REITs have appeared increasingly on investors’ radar, especially after BNM’s OPR cut a few weeks ago
By SHAZNI ONG / Pic By www.axis-reit.com.my
REAL estate investment trusts (REITs) have always been viewed by investors as a defensive investments and are particularly in demand in times of economic uncertainty, given their good sustainable dividend yields.
Pheim Asset Management Sdn Bhd CEO and CIO Leong Hoe Kit said as concerns rise over the adverse economic effects that may arise from the coronavirus outbreak, REITs have become a very attractive asset class.
“REITs have appeared increasingly on investors’ radar, especially after the 25-basis-point cut in the Overnight Policy Rate (OPR) by Bank Negara Malaysia (BNM) a few weeks ago. With expectations of further rate cuts in 2020, the outlook seems rather sanguine for REITs,” he told The Malaysian Reserve.
This is in stark contrast to earlier times when the US Federal Reserve was signalling possible increases in interest rates, causing prices of local listed REITs to fall, especially in the early part of 2018, as investors fled from holding REITs, he added.
REITs currently yield about 6.5% per annum and this industry’s average yield is quite respectable given the Employees Provident Fund’s (EPF) 2018 dividend payout was only 6.15% and 5.9% for the conventional savings scheme and the Shariah-compliant savings scheme respectively.
The EPF has yet to announce the dividend payout for 2019, but the expectation is that the rate will be lower than the 2018 rate.
Permodalan Nasional Bhd announced an income distribution of only 5.5% for Amanah Saham Bumiputera in 2019.
“Even if we factor in a discount of 20% from the latest yield numbers for REITs, it would still be much more attractive than fixed deposit yields, which would come down even more if there are further rate cuts by BNM,” Leong said.

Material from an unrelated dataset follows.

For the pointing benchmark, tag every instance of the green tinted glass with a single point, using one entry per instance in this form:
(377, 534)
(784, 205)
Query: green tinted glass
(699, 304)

A REIT is a company that owns and often operates real estate like commercial, industrial or hospitality properties to earn an income. There are some 18 listed REITs on Bursa Malaysia at present and many more abroad.
Due to the dividend yields, local REITs are popular with institutional investors.
In the current highly volatile market environment, many stocks have been sold down and attracted value investors who will focus on fundamentally sound companies to add to their investment portfolio.
“In line with the often-repeated advice to never put all your eggs in one basket, investors should also include REITs in their investment portfolio to effectively diversify their holdings,” Leong said.
REITs may be much less exciting than beaten-down tech stocks now, but these low beta investment alternatives would provide the steady dividend yields and lower the risk profile of one’s investment portfolio, he added.
As there are calls by retailers urging mall and shop landlords to provide 30%-50% rebates for six months to help cushion their businesses from the economic effects of the coronavirus outbreak, Leong advised investors to be selective in choosing the REITs to invest in.
His main pick in the space is Axis-REIT Managers Bhd as it is focused mainly on industrial and warehousing assets, and not retail mall-based REITs which may be impacted by the demand for rebates from its tenants and weaker consumption patterns.